Note: Only certain instance types support automatic recovery actions.
Resolution
To automatically recover your instance, use one of the following methods:
- Simplified automatic recovery based on instance configuration
- Amazon CloudWatch action based recovery
Simplified automatic recovery based on instance configuration
By default, all instances that support simplified automatic recovery are configured to recover failed instances.
Make sure that you adhere to the simplified automatic recovery prerequisites. You can take the following actions during instance launch, or after you launch your instance.
To turn off simplified automatic recovery during instance launch, complete the following steps:
- Open the Amazon EC2 console.
- Choose Launch instance.
- Under Advanced details, turn off Instance auto-recovery.
- Configure your settings, and then launch the instance.
To set the automatic recovery behavior to default for instances in the Running or Stopped states, complete the following steps:
- Open the Amazon EC2 console.
- In the navigation pane, choose Instances.
- Select the instance, and then choose Actions.
- Choose Instance settings, and then for Change auto-recovery behavior, choose Default (On).
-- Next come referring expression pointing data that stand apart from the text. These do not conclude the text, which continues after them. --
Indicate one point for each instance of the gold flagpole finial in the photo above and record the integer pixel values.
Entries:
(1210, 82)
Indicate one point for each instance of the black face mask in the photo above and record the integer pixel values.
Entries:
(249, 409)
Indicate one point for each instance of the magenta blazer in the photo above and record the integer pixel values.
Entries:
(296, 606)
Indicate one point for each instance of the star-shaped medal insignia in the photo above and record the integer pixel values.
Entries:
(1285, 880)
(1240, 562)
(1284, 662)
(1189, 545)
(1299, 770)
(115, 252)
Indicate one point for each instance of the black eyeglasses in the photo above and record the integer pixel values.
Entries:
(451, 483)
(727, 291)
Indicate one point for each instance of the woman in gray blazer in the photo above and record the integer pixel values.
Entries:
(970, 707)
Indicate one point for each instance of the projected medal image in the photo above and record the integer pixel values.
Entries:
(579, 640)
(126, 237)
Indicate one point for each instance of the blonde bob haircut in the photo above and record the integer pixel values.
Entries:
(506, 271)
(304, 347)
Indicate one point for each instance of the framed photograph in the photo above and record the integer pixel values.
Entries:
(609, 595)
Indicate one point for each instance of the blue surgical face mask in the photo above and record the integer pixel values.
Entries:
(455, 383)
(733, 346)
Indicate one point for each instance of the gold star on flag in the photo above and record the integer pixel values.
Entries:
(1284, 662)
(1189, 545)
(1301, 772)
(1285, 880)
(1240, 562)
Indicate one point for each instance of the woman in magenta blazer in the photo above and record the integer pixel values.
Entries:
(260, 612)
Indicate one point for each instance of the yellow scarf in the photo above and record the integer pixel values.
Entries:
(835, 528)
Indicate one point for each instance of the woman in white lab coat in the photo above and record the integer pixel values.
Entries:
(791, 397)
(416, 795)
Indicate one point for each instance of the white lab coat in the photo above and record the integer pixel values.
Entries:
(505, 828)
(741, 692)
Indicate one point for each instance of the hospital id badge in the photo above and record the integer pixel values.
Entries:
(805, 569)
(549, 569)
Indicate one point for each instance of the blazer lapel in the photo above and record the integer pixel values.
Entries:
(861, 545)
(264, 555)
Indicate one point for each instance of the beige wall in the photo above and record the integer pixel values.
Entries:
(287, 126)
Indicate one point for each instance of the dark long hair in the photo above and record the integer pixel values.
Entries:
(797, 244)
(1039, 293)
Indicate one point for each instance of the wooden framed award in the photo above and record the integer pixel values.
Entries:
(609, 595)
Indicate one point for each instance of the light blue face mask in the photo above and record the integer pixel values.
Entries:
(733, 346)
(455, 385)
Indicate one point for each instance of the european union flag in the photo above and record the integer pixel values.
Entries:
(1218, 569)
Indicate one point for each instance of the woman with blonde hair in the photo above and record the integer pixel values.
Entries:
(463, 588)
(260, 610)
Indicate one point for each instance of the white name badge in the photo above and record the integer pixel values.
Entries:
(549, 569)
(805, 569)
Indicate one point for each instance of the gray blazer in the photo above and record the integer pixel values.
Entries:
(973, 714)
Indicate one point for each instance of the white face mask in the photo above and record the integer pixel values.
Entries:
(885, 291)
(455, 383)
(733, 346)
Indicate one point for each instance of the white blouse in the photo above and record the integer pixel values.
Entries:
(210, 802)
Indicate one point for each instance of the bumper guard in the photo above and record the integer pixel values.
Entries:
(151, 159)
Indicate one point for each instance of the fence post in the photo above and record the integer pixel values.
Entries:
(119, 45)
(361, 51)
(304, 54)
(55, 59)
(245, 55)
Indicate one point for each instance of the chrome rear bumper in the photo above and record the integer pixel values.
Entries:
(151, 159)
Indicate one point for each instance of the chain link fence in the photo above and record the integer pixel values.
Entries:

Note: To turn off automatic recovery, turn off Change auto-recovery behavior.
- Choose Save.
To review the results of the simplified automatic recovery, check the AWS Health Dashboard event. Example notifications:
- Failed events: AWS_EC2_SIMPLIFIED_AUTO_RECOVERY_FAILURE
- Successful events: AWS_EC2_SIMPLIFIED_AUTO_RECOVERY_SUCCESS
CloudWatch action based recovery
Use CloudWatch action based recovery to choose when you want to recover your instance. When an event invokes the StatusCheckFailed_System alarm, CloudWatch initiates the recover action. Then, the Amazon Simple Notification Service (Amazon SNS) topic initiates the notification that you chose when you created the alarm.
Important: As part of instance recovery, Amazon EC2 migrates the instance during an instance reboot, and data that's in-memory is lost.
After the instance recovery process is complete, CloudWatch publishes information to the SNS topic. Subscribers to the SNS topic receive an email notification that includes the status of the recovery attempt and further instructions. Successful recovery appears as an instance reboot on the recovered instance.
Verify that your configuration adheres to the requirements for CloudWatch action based recovery. To configure automatic recovery on your instance, configure a CloudWatch alarm for recover actions.